Primo smiled. The eagle, blinking disdainfully, hissed at Pigseed under her breath and then went to sleep. “I came to talk,” said Primo, “to make things clear. So, I’ve gone up one level. Accept it. Keep your shitty jealousy to this side of the fog-bank.”
“So, fuck off then,” said Warl pleasantly, sidling up. Sam, the little one, came too, grinning.
“You’ve grown your nose again,” said Sam. “But I can still see the marks of my nails over your miserable fucking face.”
“It’s not as if you loved me that much when I was part of your stupid little pack,” continued Primo patiently. “Just because I’ve moved up, suddenly you miss me that much? And you know you can’t keep someone where he doesn’t belong anymore. So, what’s this huge desire to haul me back? Just fucking spite?”
“So, fuck off,” repeated Warl, bored.
Pigseed was still spitting loose teeth. “It’s loyalty, isn’t it. Being loyal or being disloyal. You were one of us. You should have stayed.”
“You never even liked me,” Primo pointed out. “And I never liked you either. You’re a small time shit. So leave me be from now on. I’ve got my new place on the fourth, and I’m staying ther
e. And if any of you ever manage to move up to the fourth yourselves, which seems fucking unlikely, well, don’t come building your slums next to me. I don’t want to know you. None of you.”
“Living alone,” sniffed Pigseed, “ain’t natural.”
“Beating up on old friends isn’t natural,” said Primo. “Though perhaps it is for you. That’s why you’re still on the third.”
“Fuck off,” Warl glared at Primo. And this time he did.
Primo kicked off from the valley’s scrubby grass and gravel, and swept straight up and over to the fogs. He didn’t feel the cold as he flew through, now travelling in the right direction. Once back on his own side, he settled on the cliff edge above his newly renovated home and leaned back against the heather brush, closing his eyes. The mist banks were tiring. But he’d achieved exactly what he’d wanted. He knew, as one could know here without acknowledging doubt, that the rabble wouldn’t attack him again. They’d leave him alone. He’d secured his isolation and his inviolate place on the fourth plane. Just how much that new place was worth, Primo wasn’t yet quite sure.
“I can’t for the life of me see why you’re so upset,” said Julian. “You lack imagination, my girl.”
“It’s my imagination that’s making me upset,” said Sophie. “Honestly, she never said a word to me, not a whisper. Gracious, Jules, she knew I wasn’t ever close to Dad. I’d have backed her up, been pleased for her. If only she’d told me.”

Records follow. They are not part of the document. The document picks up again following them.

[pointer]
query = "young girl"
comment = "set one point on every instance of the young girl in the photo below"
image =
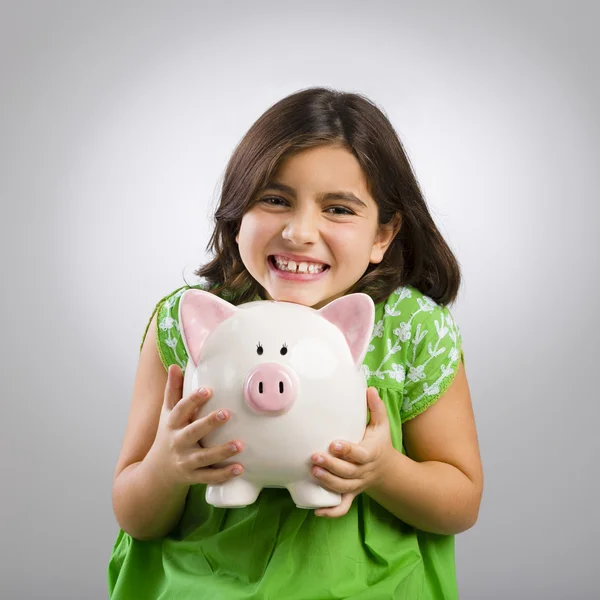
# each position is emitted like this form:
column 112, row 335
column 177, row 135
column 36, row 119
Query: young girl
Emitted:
column 319, row 200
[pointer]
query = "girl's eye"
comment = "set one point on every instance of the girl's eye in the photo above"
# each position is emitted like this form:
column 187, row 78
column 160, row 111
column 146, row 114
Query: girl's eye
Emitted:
column 340, row 210
column 273, row 201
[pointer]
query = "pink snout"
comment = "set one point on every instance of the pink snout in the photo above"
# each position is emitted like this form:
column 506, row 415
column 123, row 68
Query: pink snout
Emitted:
column 271, row 388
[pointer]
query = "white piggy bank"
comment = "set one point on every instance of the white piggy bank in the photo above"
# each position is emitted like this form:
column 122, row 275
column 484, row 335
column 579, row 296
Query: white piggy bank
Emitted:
column 291, row 377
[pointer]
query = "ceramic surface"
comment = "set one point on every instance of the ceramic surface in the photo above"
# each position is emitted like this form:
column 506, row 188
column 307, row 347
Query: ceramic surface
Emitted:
column 292, row 378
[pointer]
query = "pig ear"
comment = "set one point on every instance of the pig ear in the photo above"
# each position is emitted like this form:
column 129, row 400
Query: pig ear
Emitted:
column 354, row 315
column 199, row 315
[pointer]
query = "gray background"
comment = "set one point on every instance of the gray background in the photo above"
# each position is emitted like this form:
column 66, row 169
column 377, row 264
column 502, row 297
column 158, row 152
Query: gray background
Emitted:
column 116, row 122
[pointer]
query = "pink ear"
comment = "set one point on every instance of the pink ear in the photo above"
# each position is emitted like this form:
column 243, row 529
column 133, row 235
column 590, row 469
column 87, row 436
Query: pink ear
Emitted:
column 354, row 315
column 199, row 315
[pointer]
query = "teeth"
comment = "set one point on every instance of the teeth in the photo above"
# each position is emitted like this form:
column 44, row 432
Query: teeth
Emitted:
column 293, row 267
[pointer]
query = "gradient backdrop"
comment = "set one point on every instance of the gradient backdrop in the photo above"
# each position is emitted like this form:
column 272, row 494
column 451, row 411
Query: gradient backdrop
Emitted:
column 116, row 123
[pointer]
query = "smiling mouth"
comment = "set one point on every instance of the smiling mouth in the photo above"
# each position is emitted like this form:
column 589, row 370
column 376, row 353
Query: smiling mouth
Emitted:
column 303, row 268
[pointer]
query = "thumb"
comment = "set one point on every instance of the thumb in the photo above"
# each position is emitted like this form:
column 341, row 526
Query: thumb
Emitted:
column 174, row 387
column 376, row 407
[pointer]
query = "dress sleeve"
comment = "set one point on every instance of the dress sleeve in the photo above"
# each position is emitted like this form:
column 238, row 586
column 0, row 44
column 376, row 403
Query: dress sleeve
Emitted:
column 433, row 357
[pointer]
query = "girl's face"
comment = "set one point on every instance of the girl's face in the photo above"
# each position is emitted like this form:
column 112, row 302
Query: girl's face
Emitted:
column 313, row 230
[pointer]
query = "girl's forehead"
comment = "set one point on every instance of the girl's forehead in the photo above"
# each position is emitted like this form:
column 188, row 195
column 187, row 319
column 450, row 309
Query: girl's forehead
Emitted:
column 320, row 171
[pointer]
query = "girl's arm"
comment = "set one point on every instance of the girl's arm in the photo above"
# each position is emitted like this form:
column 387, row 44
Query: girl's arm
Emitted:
column 146, row 504
column 161, row 457
column 438, row 486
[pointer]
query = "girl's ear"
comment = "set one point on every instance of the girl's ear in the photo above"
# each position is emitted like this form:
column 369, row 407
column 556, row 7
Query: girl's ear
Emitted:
column 385, row 236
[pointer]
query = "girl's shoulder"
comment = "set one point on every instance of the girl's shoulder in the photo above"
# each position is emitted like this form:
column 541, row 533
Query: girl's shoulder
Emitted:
column 415, row 349
column 168, row 334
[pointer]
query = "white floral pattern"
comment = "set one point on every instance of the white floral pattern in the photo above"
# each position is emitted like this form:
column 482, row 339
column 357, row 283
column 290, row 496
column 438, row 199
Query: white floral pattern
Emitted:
column 414, row 349
column 420, row 352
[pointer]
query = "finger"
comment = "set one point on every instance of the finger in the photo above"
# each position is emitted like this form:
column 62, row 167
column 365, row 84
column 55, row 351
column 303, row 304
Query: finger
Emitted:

“Darling, you’re not even discreet,” said Julian. “In one of those tantrums of yours, you’d have flung it in your father’s face. Go on, admit it. You’d never be the recipient of my secrets, I can promise you.”
“That’s mean,” said Sophie, annoyed to realise it was true.
There was a sheaf of papers, legally typed, safe in their own aged envelope. In Italian and difficult to decipher, but Julian had decided it meant property. It was the deeds to a house. The address was clear, then Georgia’s name and signature. It appeared she owned a house in Italy. Had owned. And Sophie was her only beneficiary.